En écoutant les chaines en continue nous parler non seulement de l’Ukraine, mais du danger qu’un autre vote que celui pour Macron nous réserverait, il m’est apparu à quel point ce mode d’exposition est primaire, mais également abstrait , ne renvoyant à aucune réalité de l’expérience sensible de chacun. Faire de la Russie ou de la Chine, l’origine de tous nos maux, est déjà une entreprise “hors sol” mais transformer Mélenchon, ce social démocrate, épris d’effets oratoires digne d’un “radical de la troisième république” en péril ultime pour notre progéniture et nos biens est si excessif que nos “élites” et le président lui-même, ont atteint le niveau de la marchande de poisson vindicative selon Hegel; mais lisez plutôt et souvenez-vous que Marx qui n’a jamais renié HEGEL l’a remis sur ses pieds en matière d’origine des faits, et qu’il plaide pour la compréhension d’êtres humains concrets, de sociétés concrètes, c’est à dire synthèse en devenir de nombreuses déterminations. Il accuse Proudhon, comme le capital, de pensées abstraites en matière de “propriétés “à tous les sens du terme. (note de danielle Bleitrach pour histoire et societe).
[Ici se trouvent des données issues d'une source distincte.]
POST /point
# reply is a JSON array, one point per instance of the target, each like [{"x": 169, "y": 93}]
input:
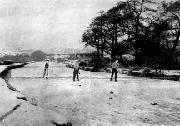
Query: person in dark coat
[
  {"x": 46, "y": 67},
  {"x": 115, "y": 66},
  {"x": 76, "y": 71}
]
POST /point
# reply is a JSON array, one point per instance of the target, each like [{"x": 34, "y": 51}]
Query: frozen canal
[{"x": 93, "y": 101}]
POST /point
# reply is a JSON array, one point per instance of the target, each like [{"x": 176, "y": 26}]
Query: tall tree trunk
[
  {"x": 175, "y": 43},
  {"x": 113, "y": 55}
]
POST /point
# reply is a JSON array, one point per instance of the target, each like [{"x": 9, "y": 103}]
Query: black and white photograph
[{"x": 89, "y": 62}]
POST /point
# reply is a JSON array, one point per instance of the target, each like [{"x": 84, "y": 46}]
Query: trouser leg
[
  {"x": 74, "y": 75},
  {"x": 112, "y": 74},
  {"x": 47, "y": 72},
  {"x": 115, "y": 74}
]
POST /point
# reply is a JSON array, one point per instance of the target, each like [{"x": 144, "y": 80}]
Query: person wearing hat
[
  {"x": 45, "y": 74},
  {"x": 115, "y": 66},
  {"x": 76, "y": 71}
]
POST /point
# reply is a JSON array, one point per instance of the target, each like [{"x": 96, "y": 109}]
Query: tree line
[{"x": 149, "y": 30}]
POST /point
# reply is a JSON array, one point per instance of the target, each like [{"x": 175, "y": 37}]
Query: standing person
[
  {"x": 115, "y": 65},
  {"x": 76, "y": 71},
  {"x": 45, "y": 74}
]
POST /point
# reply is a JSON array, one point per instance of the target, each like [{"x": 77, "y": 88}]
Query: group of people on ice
[{"x": 76, "y": 71}]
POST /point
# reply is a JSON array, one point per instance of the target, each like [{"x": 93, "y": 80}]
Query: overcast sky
[{"x": 43, "y": 24}]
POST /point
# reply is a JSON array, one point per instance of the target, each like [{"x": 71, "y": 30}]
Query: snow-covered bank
[{"x": 93, "y": 100}]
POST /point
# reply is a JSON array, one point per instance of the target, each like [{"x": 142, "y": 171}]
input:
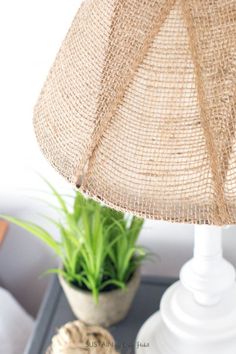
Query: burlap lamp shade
[{"x": 138, "y": 109}]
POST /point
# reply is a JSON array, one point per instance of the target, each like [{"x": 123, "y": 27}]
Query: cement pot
[{"x": 112, "y": 306}]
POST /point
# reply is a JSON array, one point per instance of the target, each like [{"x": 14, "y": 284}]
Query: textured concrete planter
[{"x": 112, "y": 307}]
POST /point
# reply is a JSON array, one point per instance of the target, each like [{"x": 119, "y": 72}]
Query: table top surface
[{"x": 55, "y": 312}]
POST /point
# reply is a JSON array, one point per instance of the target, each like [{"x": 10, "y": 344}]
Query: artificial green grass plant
[{"x": 98, "y": 246}]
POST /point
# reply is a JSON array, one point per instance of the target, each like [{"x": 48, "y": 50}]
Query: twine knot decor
[{"x": 77, "y": 338}]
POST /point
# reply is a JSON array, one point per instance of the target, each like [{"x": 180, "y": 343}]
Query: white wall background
[{"x": 30, "y": 35}]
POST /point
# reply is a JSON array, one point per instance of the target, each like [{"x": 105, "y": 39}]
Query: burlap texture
[{"x": 138, "y": 109}]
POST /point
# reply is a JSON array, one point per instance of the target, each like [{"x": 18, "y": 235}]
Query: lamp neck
[{"x": 208, "y": 275}]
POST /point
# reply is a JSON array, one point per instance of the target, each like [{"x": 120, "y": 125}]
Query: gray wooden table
[{"x": 55, "y": 312}]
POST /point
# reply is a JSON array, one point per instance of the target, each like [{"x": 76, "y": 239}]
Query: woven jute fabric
[
  {"x": 138, "y": 109},
  {"x": 77, "y": 338}
]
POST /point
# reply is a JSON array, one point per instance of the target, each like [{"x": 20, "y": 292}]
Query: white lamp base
[{"x": 198, "y": 313}]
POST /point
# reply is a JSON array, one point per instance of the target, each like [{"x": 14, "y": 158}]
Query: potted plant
[{"x": 99, "y": 255}]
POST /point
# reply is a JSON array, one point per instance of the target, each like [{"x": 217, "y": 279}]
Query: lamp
[{"x": 138, "y": 111}]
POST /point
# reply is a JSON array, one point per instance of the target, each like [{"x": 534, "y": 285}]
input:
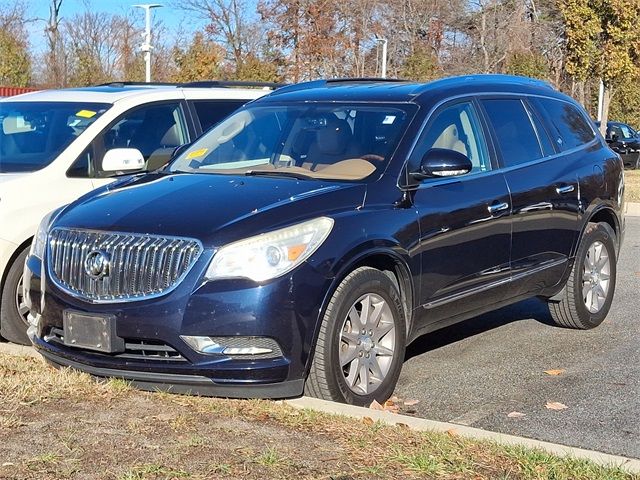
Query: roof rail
[
  {"x": 142, "y": 84},
  {"x": 363, "y": 80},
  {"x": 231, "y": 83}
]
(j’ai perdu le lien avec le site qui publie ce petit bijou, qu’il se fasse connaître pour le rétablir.)
En général, on trouve que la philosophie, c’est trop abstrait. Les gens, y veulent du concret. Et ce n’est pas Hegel qui leur donnera tort : « Le sain bon sens exige le concret » dit-il quelque part. Bon, mais encore faut-il savoir ce que c’est, de penser « concret ». Ce que les gens n’aiment pas trop dans la philosophie, c’est que c’est plein d’idées générales, sans grand rapport immédiat avec le réel concret, singulier, celui qu’on a sous les yeux et qu’on peut toucher. Le philosophe disserte sur la Justice en général, alors que lui, l’homme normal (on est toujours un brave type normal), il a affaire à des crapuleries bien concrètes, là, dans le tram, dans le métro, dans la rue. La crapule, elle, elle est concrète, sous mes yeux, je la touche. Vraiment ?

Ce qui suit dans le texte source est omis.